Parmi les défis que confronte la Chine, l’écart de richesse pourrait menacer le “grand bonden avant” d’une société mobilisée pour avancer vers la modernisation, entendue comme une société de consommation dans « l’égalité des opportunités ». Ceci n’est pas un scoop de la Banque Mondiale, mais la conclusion d’un document publié par le journal de l’école du Parti communiste chinois2. Avec un coefficient de GINI de 0.46, qui mesure les écarts de revenus, la Chine fait mieux que l’Amérique latine mais moins bien que les Etats-Unis, l’Europe et même l’Inde. Les inégalités sont illustrées par la polarisation des revenus, avec 5% des revenus globaux pour les 20% les plus pauvres et la moitié captée par les 20% les plus riches. Ce sont des chiffres similaires à ceux que présentent les économistes Piketty et Krugman pour les pays développés. Mais que les pessimistes ne concluent pas trop vite à une implosion prochaine du « modèle » chinois, et ce pour quatre raisons :

    1. L’écart de richesse entre villes et campagnes, vecteur de migrations massives depuis les années 80, diminue (environ 2,7) grâce au dynamisme de la croissance des revenus par tête en zones rurales. Les migrations vers l’ouest sont freinées par les investissements des entreprises attirées par des coûts de main d’œuvre moins élevés loin des zones côtières. Par ailleurs, les flux migratoires accompagnent la transformation structurelle de l’économie chinoise, avec une chute dans le secteur manufacturier au profit de la construction et des services3. De plus, la réforme annoncée du système hukou limitant jusqu’alors la mobilité géographique, va dans le sens d’une meilleure allocation de la main d‘œuvre. Enfin, le dynamisme spectaculaire du e-commerce rend accessible aux paysans chinois ce qu’ils n’observaient que sur leurs écrans de télévision : Alibaba contribue à mettre les villes à la campagne.

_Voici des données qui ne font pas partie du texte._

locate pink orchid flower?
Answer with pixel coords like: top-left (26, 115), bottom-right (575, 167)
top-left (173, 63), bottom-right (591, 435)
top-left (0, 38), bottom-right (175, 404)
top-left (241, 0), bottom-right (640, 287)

    2. Grâce à la chute du nombre de « pauvres » (sous le seuil de Y6,3/per capita, soit$1/jour), la Chine a réalisé l’objectif du Millenium de réduire de moitié la pauvreté entre 1990 et 2015. Depuis la politique d’ouverture de Deng au début des années 80, près de 700 millions de Chinois sont sortis de la pauvreté et cette émancipation économique impulse l’émergence d’une classe moyenne qui contribue à rééquilibrer les bases de la croissance vers la consommation.

    3. Les seuils d’alerte, prémices de tensions sociales, ne peuvent être comparés entrel’Occident industrialisé et la Chine, où 55% de la population vit encore en zones rurales, ni sans tenir compte de la structure politico-institutionnelle, c’est-à-dire, le système de valeurs qui maintient l’ordre social, et qui, le cas échéant, l’impose. Le numérique chinois est à la fois un vecteur de productivité mais aussi de surveillance de la loyauté des citoyens par rapport au pouvoir centralisé dans le parti communiste. Forums de discussion, moteurs de recherche et réseaux sociaux sont soumis au contrôle méticuleux d’une force d’intervention d’environ 50,000 fonctionnaires au niveau national, régional et municipal. A la censure s’ajoute, très efficace, l’autocensure des 700 millions d’internautes qui redoutent la panoplie de sanctions que le gouvernement peut déployer à tout instant. Elle s’est renforcée depuis l’arrivée au pouvoir de Xi JinPing au début 2014. Cette surveillance numérique contribue à contenir les forces centrifuges générées par l’écart entre la richesse ostentatoire d’une minorité et les moyens ténus de 200 millions de Chinois toujours pauvres et en marge du processus de modernisation.

     4.Enfin, les manifestations pro-démocratiques de Hong Kong n’ont donné aucun signe de contagion avec la proche Shenzhen, bien loin d’une répétition de Tiananmen. L’hiver, la lassitude de manifestants sans leadership, et la position intransigeante de Beijing se combinent pour que le mouvement s’essouffle, et que le chief executive C.Y. Leung devienne prochainement un fusible pour dissiper les tensions.